An Encoding
instance represents a character encoding usable in Ruby. It is defined as a constant under the Encoding
namespace. It has a name and optionally, aliases:
Encoding::ISO_8859_1.name #=> "ISO-8859-1" Encoding::ISO_8859_1.names #=> ["ISO-8859-1", "ISO8859-1"]
Ruby methods dealing with encodings return or accept Encoding
instances as arguments (when a method accepts an Encoding
instance as an argument, it can be passed an Encoding
name or alias instead).
"some string".encoding #=> #<Encoding:UTF-8> string = "some string".encode(Encoding::ISO_8859_1) #=> "some string" string.encoding #=> #<Encoding:ISO-8859-1> "some string".encode "ISO-8859-1" #=> "some string"
Encoding::ASCII_8BIT is a special encoding that is usually used for a byte string, not a character string. But as the name insists, its characters in the range of ASCII are considered as ASCII characters. This is useful when you use ASCII-8BIT characters with other ASCII compatible characters.
The associated Encoding
of a String
can be changed in two different ways.
First, it is possible to set the Encoding
of a string to a new Encoding
without changing the internal byte representation of the string, with String#force_encoding
. This is how you can tell Ruby the correct encoding of a string.
string #=> "R\xC3\xA9sum\xC3\xA9" string.encoding #=> #<Encoding:ISO-8859-1> string.force_encoding(Encoding::UTF_8) #=> "R\u00E9sum\u00E9"
Second, it is possible to transcode a string, i.e. translate its internal byte representation to another encoding. Its associated encoding is also set to the other encoding. See String#encode
for the various forms of transcoding, and the Encoding::Converter
class for additional control over the transcoding process.
string #=> "R\u00E9sum\u00E9" string.encoding #=> #<Encoding:UTF-8> string = string.encode!(Encoding::ISO_8859_1) #=> "R\xE9sum\xE9" string.encoding #=> #<Encoding::ISO-8859-1>
All Ruby script code has an associated Encoding
which any String
literal created in the source code will be associated to.

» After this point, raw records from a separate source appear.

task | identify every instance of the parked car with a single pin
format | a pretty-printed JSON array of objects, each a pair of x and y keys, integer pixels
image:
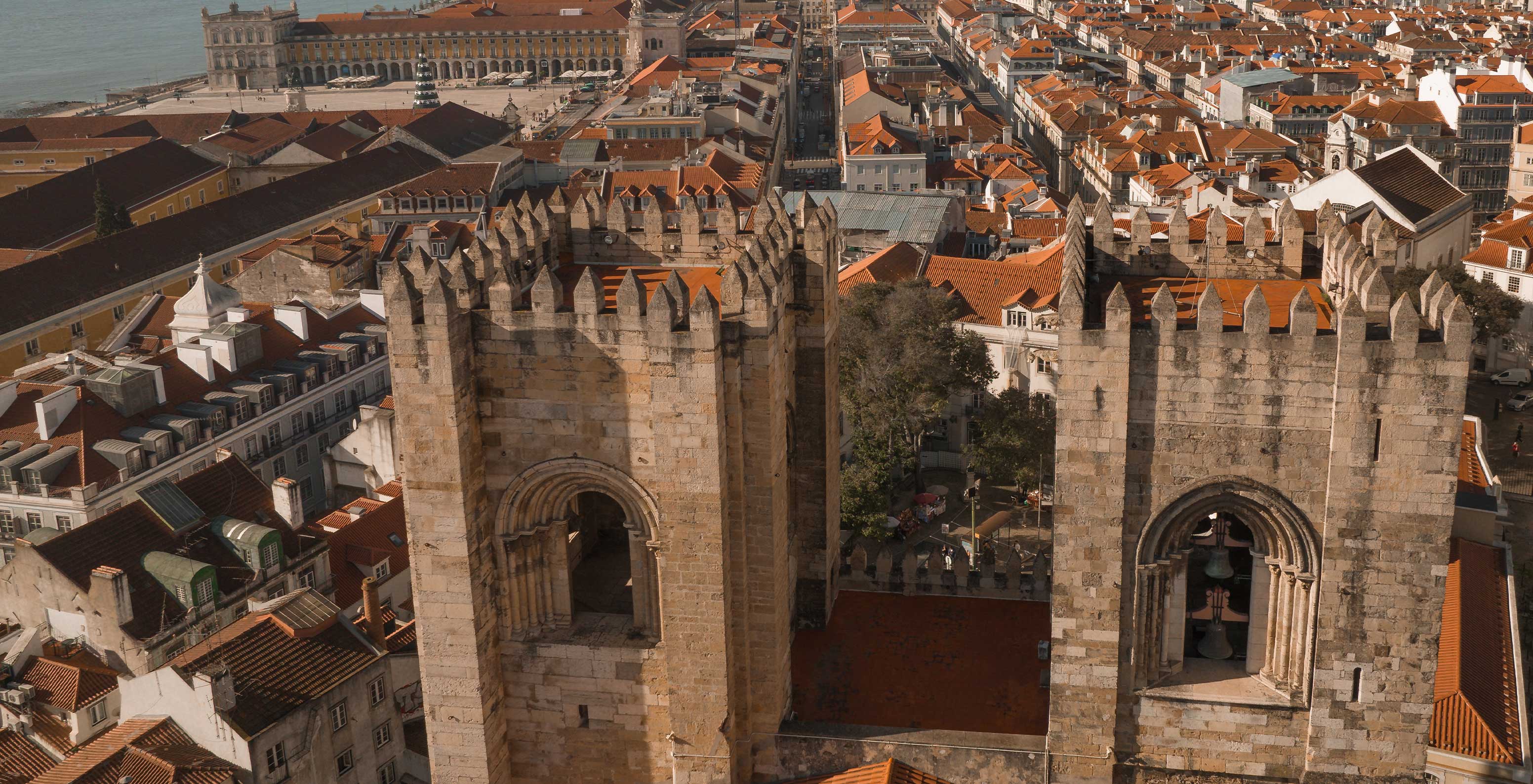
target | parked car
[{"x": 1514, "y": 377}]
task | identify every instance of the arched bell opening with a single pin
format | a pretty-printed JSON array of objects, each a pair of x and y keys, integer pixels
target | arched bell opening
[
  {"x": 1224, "y": 594},
  {"x": 578, "y": 543}
]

The default script encoding is Encoding::UTF_8 after v2.0, but it can be changed by a magic comment on the first line of the source code file (or second line, if there is a shebang line on the first). The comment must contain the word coding
or encoding
, followed by a colon, space and the Encoding
name or alias:
# encoding: UTF-8 "some string".encoding #=> #<Encoding:UTF-8>
The __ENCODING__
keyword returns the script encoding of the file which the keyword is written:
# encoding: ISO-8859-1 __ENCODING__ #=> #<Encoding:ISO-8859-1>
ruby -K
will change the default locale encoding, but this is not recommended. Ruby source files should declare its script encoding by a magic comment even when they only depend on US-ASCII strings or regular expressions.
The default encoding of the environment. Usually derived from locale.

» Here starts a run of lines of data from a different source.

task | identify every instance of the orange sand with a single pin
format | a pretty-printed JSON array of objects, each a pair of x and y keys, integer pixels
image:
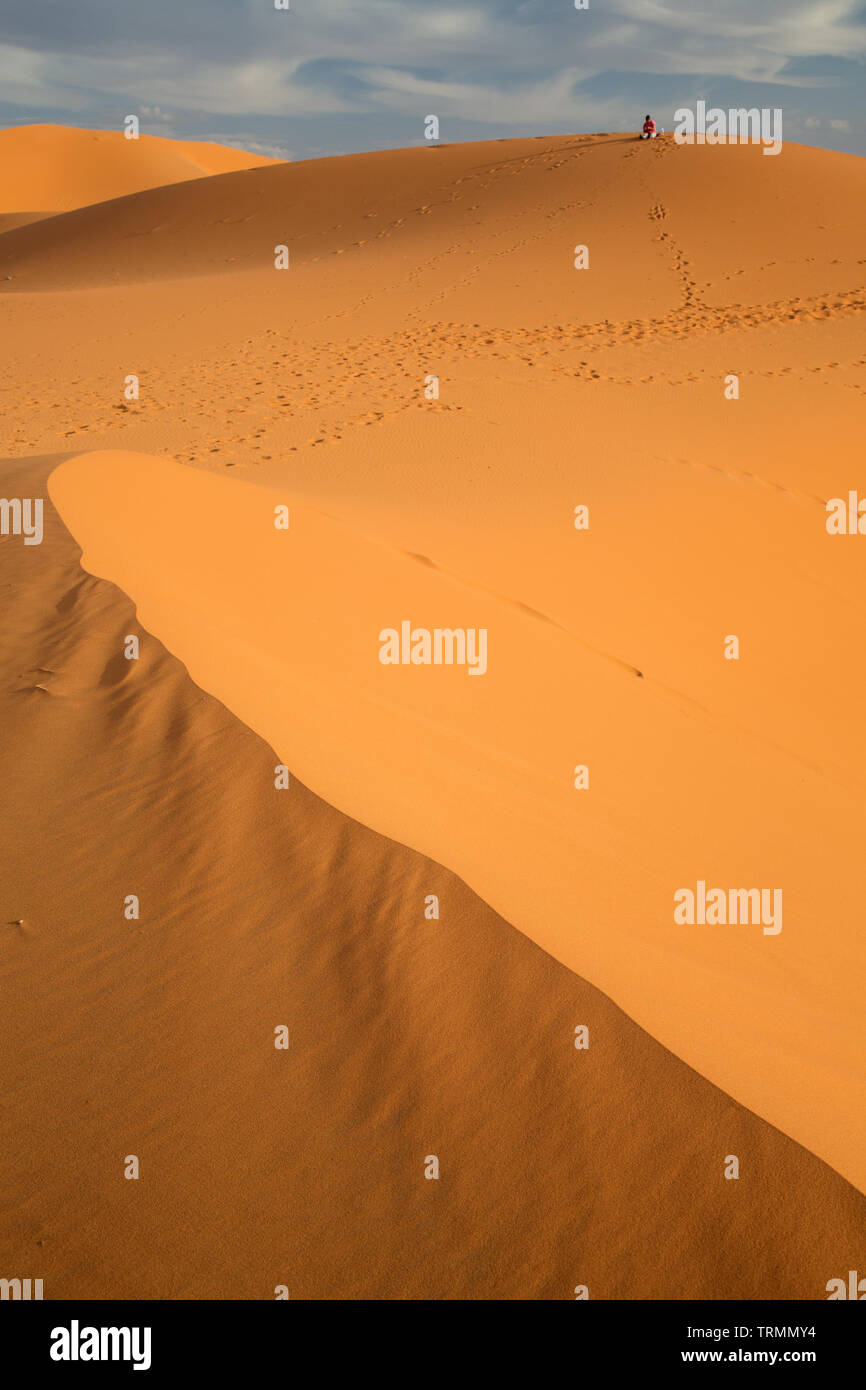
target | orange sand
[
  {"x": 57, "y": 168},
  {"x": 407, "y": 1036},
  {"x": 558, "y": 387}
]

see Encoding.locale_charmap
, Encoding.find
(‘locale’)
The default encoding of strings from the filesystem of the environment. This is used for strings of file names or paths.
see Encoding.find
(‘filesystem’)
Each IO
object has an external encoding which indicates the encoding that Ruby will use to read its data. By default Ruby sets the external encoding of an IO
object to the default external encoding. The default external encoding is set by locale encoding or the interpreter -E
option. Encoding.default_external
returns the current value of the external encoding.
ENV["LANG"] #=> "UTF-8" Encoding.default_external #=> #<Encoding:UTF-8> $ ruby -E ISO-8859-1 -e "p Encoding.default_external" #<Encoding:ISO-8859-1> $ LANG=C ruby -e 'p Encoding.default_external' #<Encoding:US-ASCII>
The default external encoding may also be set through Encoding.default_external=
, but you should not do this as strings created before and after the change will have inconsistent encodings. Instead use ruby -E
to invoke ruby with the correct external encoding.

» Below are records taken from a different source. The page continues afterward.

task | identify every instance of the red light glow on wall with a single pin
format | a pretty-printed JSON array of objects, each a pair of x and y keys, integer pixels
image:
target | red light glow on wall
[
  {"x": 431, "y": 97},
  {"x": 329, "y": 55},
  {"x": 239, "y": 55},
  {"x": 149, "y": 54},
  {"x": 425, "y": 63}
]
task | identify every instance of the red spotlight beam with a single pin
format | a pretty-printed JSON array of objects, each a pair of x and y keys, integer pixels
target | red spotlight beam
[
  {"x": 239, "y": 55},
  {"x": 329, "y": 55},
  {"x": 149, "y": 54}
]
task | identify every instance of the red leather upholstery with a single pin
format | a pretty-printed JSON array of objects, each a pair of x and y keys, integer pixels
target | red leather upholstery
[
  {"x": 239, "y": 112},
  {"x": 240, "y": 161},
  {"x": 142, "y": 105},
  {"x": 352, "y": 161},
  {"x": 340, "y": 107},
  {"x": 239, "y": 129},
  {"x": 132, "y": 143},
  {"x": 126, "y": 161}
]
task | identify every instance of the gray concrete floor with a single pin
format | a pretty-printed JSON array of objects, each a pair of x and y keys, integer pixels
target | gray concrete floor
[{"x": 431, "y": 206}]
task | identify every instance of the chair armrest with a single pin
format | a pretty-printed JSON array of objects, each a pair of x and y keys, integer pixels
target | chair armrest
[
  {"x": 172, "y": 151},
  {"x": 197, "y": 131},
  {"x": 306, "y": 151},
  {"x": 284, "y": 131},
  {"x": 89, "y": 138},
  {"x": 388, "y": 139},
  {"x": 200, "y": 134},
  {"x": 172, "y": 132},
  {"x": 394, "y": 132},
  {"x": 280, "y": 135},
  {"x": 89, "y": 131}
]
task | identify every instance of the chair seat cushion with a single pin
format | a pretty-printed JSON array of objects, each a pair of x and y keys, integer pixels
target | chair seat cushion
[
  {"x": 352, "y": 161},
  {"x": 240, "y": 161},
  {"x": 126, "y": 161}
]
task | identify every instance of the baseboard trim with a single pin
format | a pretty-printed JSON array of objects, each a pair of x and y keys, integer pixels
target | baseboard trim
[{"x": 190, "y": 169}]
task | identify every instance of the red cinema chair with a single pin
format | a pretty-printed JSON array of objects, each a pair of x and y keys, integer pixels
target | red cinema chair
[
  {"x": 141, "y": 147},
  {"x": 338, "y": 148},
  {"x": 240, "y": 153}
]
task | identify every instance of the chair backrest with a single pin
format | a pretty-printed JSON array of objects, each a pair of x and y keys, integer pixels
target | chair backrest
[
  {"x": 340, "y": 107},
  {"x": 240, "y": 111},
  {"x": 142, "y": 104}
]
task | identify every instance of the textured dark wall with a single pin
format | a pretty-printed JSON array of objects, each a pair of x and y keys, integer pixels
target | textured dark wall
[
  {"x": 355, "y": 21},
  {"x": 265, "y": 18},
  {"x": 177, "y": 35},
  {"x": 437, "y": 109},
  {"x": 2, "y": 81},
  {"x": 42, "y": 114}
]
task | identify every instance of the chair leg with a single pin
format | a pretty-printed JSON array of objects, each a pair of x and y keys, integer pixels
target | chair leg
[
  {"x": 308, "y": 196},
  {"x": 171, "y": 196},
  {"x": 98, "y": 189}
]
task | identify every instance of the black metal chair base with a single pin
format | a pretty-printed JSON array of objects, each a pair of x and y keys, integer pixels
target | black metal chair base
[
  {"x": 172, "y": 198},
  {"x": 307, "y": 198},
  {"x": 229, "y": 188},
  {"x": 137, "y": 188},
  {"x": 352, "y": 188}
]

When you know that the actual encoding of the data of an IO
object is not the default external encoding, you can reset its external encoding with IO#set_encoding
or set it at IO
object creation (see IO.new
options).
To process the data of an IO
object which has an encoding different from its external encoding, you can set its internal encoding. Ruby will use this internal encoding to transcode the data when it is read from the IO
object.
Conversely, when data is written to the IO
object it is transcoded from the internal encoding to the external encoding of the IO
object.
The internal encoding of an IO
object can be set with IO#set_encoding
or at IO
object creation (see IO.new
options).
The internal encoding is optional and when not set, the Ruby default internal encoding is used. If not explicitly set this default internal encoding is nil
meaning that by default, no transcoding occurs.
The default internal encoding can be set with the interpreter option -E
. Encoding.default_internal
returns the current internal encoding.
$ ruby -e 'p Encoding.default_internal' nil $ ruby -E ISO-8859-1:UTF-8 -e "p [Encoding.default_external, \ Encoding.default_internal]" [#<Encoding:ISO-8859-1>, #<Encoding:UTF-8>]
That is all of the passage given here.